Start with the premise that gambling winnings are taxable income. That makes perfect sense, of course; the IRS doesn't really care how you make your living as long as they get their share. And that stinks. Sure, winning a hundred million sounds like a lot, but you're lucky to be left with half of that after you take care of your Uncle Sam and all those greedy relatives who show up with their hands out as soon as they hear you've won.

The good news is that you can deduct your gambling losses from gambling winnings before the IRS takes their cut. You don't even have to net out your totals by contest; you can deduct casino losses against lottery wins, and vice versa. However, deducting gambling losses creates its own problem. The lottery commission, casinos, and racetracks where you do your best "work" are happy to send the IRS a Form W2-G reporting your wins. So, how do you show an auditor how much you lost?

That's where the losing lottery tickets come in. Just hop onto a website like Craigslist or eBay, and look for folks selling – or even renting – losing tickets! The sellers might try to disguise them as "memorabilia," but we know what they're really for. The Daily Beast even found one bold seller getting rid of $10,000 in losing tickets for the bargain price of $500.

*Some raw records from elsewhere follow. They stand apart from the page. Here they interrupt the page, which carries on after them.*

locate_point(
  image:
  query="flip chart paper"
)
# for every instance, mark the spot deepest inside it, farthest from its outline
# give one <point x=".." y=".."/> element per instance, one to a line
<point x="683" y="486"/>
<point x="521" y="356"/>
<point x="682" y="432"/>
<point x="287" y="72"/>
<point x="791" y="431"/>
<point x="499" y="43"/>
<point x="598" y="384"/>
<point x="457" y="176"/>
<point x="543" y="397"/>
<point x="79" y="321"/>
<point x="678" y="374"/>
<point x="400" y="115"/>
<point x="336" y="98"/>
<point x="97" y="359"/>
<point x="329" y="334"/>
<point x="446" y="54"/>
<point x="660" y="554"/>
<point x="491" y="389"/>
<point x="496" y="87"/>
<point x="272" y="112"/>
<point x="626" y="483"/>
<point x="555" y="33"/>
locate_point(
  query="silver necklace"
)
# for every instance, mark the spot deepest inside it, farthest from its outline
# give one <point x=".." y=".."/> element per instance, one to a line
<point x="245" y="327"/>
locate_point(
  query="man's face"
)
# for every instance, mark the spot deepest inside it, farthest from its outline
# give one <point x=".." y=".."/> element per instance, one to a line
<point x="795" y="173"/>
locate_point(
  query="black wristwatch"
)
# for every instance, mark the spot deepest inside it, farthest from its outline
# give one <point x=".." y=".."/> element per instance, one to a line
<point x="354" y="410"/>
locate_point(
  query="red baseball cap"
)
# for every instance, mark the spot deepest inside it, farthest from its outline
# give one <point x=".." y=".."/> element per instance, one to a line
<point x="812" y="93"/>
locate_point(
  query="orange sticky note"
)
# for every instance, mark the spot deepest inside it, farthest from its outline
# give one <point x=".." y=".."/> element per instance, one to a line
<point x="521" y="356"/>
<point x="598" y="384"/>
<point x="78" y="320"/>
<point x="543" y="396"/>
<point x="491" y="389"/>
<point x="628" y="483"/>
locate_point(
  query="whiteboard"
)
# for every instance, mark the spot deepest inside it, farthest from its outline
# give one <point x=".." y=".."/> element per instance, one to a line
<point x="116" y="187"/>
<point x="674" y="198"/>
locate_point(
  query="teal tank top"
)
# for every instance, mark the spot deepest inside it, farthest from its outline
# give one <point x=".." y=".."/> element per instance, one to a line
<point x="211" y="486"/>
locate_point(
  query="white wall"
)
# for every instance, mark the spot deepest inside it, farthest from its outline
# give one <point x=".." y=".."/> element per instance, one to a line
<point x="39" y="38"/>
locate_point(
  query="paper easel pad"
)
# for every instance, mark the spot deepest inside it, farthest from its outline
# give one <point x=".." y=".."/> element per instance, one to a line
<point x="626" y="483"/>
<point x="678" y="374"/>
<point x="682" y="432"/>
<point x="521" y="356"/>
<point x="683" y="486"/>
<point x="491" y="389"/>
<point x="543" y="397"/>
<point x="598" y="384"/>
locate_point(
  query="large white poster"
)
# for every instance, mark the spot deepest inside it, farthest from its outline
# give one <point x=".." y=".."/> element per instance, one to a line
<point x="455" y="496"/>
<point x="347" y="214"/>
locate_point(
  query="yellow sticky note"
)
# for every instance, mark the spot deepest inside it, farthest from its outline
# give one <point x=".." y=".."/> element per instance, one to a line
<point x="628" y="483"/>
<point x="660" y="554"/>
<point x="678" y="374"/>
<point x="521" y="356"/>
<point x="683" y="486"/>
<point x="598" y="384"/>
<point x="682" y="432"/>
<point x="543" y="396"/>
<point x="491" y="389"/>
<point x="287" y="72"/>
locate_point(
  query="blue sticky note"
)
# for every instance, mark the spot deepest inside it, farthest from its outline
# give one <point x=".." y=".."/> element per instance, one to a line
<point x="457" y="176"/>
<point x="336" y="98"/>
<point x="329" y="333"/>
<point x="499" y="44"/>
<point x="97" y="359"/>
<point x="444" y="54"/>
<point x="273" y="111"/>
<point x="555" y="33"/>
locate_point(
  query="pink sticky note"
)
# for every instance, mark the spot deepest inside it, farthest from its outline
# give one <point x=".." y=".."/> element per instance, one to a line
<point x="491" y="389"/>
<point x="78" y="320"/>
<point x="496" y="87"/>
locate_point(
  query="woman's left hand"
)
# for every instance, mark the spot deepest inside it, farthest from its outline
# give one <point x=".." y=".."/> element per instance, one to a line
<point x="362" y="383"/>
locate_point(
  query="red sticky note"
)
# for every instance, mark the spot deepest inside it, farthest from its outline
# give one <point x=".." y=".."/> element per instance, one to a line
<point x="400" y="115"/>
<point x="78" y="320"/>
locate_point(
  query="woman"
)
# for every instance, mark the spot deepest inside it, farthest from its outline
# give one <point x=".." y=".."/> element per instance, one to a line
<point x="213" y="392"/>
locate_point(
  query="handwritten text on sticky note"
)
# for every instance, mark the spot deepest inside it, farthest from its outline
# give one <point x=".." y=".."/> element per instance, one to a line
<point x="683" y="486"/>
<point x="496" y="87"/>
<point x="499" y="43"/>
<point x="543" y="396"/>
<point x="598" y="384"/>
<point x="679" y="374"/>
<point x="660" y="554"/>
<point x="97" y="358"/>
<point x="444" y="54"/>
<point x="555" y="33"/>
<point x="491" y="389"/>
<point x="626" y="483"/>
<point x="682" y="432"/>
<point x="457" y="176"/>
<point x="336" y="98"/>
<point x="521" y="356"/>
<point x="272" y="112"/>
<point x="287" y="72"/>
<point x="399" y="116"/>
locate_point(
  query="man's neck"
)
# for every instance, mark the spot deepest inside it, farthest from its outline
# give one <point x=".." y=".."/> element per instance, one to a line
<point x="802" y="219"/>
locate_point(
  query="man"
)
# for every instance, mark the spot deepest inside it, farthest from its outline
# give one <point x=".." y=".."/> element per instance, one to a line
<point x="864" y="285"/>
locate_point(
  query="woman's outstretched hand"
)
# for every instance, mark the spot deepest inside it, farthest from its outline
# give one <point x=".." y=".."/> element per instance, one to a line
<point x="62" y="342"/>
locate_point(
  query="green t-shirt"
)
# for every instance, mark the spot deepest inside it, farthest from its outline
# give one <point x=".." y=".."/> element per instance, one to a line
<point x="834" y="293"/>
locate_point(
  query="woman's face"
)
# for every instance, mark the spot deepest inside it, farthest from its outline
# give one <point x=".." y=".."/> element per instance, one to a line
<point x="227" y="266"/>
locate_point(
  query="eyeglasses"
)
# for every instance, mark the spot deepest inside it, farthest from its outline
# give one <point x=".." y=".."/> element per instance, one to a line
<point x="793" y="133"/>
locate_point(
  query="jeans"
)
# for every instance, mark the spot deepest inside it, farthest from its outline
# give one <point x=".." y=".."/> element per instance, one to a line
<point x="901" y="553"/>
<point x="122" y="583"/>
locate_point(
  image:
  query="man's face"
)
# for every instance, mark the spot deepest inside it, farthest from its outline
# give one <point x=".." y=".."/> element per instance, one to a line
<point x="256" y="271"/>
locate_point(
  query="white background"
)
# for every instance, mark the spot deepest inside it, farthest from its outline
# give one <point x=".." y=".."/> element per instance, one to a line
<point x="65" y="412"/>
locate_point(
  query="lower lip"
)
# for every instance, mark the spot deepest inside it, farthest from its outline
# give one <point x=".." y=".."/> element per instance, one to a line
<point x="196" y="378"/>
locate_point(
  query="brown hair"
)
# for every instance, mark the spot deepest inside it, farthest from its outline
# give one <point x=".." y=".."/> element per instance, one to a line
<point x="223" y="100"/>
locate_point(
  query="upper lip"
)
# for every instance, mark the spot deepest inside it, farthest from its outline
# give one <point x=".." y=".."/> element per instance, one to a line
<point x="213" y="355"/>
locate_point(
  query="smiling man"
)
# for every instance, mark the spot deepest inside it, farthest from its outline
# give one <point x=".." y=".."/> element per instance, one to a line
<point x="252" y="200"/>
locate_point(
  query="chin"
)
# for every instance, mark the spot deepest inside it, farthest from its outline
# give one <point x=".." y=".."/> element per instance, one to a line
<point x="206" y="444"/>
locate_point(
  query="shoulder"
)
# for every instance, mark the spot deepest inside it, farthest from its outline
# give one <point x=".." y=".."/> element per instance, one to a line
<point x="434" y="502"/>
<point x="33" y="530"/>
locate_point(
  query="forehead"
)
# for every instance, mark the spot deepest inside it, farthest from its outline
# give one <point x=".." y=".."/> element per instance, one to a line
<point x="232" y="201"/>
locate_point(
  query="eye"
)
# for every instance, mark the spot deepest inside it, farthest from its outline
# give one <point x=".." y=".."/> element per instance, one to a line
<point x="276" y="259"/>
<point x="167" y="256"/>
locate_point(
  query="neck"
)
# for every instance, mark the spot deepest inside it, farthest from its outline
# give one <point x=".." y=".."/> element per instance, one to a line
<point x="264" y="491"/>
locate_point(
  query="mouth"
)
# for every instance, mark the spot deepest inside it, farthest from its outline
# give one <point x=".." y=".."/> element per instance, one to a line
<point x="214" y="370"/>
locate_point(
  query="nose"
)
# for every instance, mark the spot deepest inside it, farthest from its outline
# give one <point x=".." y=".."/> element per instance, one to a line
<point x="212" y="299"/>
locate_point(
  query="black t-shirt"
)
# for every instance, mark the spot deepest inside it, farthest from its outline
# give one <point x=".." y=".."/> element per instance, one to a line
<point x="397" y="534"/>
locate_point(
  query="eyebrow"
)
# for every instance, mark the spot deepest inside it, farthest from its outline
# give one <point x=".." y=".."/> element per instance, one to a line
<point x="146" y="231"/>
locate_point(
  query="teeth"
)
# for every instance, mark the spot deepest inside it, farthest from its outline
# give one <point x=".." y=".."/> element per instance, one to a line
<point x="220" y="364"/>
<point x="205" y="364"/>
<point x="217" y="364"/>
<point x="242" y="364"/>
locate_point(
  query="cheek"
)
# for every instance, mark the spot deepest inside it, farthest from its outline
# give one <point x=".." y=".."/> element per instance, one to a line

If you want to know what sort of financial genius cooked up such a great scheme, look no further than Henry Daneault, an accountant once employed by the IRS! In 1985, his client, Phillip Cappella, won $2.7 million in the Massachusetts Megabucks. When tax time rolled around, Daneault and Cappella made up $65,000 in gambling losses to erase $20,000 in tax. When Daneault’s old employer, the IRS, came sniffing around, he paid $500 to rent $200,000 worth of losing tickets. Had it worked, this might have been a great idea. Sadly, it did not, and both Daneault and his client plead guilty to “charges of federal income tax conspiracy,” resulting in prison time for Daneault, and home detention, as well as hefty fines, for Cappella.